Additional Information about the Mergers and Where
to Find It
In connection with the proposed mergers whereby Apple Nine will acquire
all of the outstanding shares of each of Apple Seven and Apple Eight,
the Companies intend to file relevant materials with the Securities and
Exchange Commission, including a registration statement on Form S-4 that
will contain a joint proxy statement/prospectus. BEFORE MAKING ANY
VOTING OR INVESTMENT DECISIONS, INVESTORS AND SECURITY HOLDERS OF EACH
COMPANY ARE URGED TO READ THE JOINT PROXY STATEMENT/PROSPECTUS AND ALL
OTHER MATERIALS WHEN THEY BECOME AVAILABLE BECAUSE THEY WILL CONTAIN
IMPORTANT INFORMATION ABOUT EACH COMPANY AND THE MERGERS. The
registration statement, the joint proxy statement/prospectus and other
materials (when they become available) containing information about the
proposed transaction, and any other documents filed by any Company with
the SEC, may be obtained free of charge at the SEC’s web site at www.sec.gov.
In addition, investors and security holders may obtain free copies of
the documents filed with the SEC by each Company by directing a written
request to Apple REIT Seven, Inc., Apple REIT Eight, Inc. or Apple REIT
Nine, Inc., respectively, at 814 East Main Street, Richmond, Virginia
23219, Attention: Investor Relations.
Each Company and its executive officers and directors may be deemed to
be participants in the solicitation of proxies from the security holders
of that Company in connection with the mergers. Information about the
executive officers and directors of each Company and its ownership of
securities in that Company is set forth in the proxy statement for that
Company’s 2013 Annual Meeting of Shareholders, which (for each of Apple
Seven, Apple Eight and Apple Nine) was filed with the SEC on April 9,
2013. Investors and security holders may obtain additional information
regarding the direct and indirect interests of any Company and its
executive officers and directors in the mergers by reading the proxy
statement/prospectus regarding the mergers when it becomes available.

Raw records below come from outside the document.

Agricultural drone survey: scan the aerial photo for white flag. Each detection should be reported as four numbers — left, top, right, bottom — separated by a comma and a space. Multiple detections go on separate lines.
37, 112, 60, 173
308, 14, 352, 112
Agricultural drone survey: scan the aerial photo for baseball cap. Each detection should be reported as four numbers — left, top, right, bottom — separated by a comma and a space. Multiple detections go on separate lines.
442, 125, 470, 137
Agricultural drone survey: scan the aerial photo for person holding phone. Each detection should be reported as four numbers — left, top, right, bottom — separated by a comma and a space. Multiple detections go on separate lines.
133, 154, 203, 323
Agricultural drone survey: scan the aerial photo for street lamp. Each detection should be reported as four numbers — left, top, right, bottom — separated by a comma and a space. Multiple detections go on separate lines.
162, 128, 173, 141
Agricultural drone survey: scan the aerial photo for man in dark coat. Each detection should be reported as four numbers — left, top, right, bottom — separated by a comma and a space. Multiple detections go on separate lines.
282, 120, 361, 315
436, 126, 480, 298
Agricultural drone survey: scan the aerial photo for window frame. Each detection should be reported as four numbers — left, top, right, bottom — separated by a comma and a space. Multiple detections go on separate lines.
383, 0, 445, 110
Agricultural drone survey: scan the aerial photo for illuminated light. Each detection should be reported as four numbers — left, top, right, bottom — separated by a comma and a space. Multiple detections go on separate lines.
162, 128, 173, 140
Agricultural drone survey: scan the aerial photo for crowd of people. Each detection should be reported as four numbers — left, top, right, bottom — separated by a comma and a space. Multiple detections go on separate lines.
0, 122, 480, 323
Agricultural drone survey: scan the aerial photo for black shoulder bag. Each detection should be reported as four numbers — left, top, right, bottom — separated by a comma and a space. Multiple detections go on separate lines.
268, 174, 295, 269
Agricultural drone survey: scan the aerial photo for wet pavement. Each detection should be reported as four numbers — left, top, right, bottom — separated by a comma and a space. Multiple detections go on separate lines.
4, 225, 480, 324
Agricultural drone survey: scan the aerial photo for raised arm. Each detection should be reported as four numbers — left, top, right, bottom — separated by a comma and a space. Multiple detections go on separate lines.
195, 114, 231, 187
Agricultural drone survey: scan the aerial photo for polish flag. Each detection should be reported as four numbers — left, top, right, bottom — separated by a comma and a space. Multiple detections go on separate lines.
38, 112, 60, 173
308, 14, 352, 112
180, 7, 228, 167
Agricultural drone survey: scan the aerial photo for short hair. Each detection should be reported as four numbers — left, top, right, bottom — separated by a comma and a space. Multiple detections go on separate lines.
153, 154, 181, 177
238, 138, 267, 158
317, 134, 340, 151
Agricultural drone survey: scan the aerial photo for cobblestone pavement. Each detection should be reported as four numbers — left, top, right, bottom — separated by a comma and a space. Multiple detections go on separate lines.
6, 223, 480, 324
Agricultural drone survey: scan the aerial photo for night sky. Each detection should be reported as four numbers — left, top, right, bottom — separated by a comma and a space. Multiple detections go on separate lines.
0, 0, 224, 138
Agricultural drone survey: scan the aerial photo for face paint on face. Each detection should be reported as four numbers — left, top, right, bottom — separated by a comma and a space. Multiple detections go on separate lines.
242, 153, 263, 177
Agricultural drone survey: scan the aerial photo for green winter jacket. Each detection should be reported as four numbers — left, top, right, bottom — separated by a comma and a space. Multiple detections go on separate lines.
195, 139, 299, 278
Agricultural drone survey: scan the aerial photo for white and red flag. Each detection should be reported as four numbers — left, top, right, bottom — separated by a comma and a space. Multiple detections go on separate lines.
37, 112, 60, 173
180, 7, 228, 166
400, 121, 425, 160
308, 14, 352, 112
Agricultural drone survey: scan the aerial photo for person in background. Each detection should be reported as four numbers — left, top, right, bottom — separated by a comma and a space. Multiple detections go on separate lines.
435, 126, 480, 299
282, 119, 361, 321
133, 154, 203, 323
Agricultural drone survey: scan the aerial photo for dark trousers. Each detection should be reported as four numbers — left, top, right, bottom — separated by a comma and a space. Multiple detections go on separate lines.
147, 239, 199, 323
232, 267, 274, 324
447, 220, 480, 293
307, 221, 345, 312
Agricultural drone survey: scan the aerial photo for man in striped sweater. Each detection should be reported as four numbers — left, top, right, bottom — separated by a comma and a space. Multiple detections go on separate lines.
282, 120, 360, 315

This communication shall not constitute an offer to sell or the
solicitation of an offer to sell or the solicitation of an offer to buy
any securities, nor shall there be any sale of securities in any
jurisdiction in which such offer, solicitation or sale would be unlawful
prior to registration or qualification under the securities laws of any
such jurisdiction. No offering of securities shall be made except by
means of a prospectus meeting the requirements of Section 10 of the
Securities Act of 1933, as amended.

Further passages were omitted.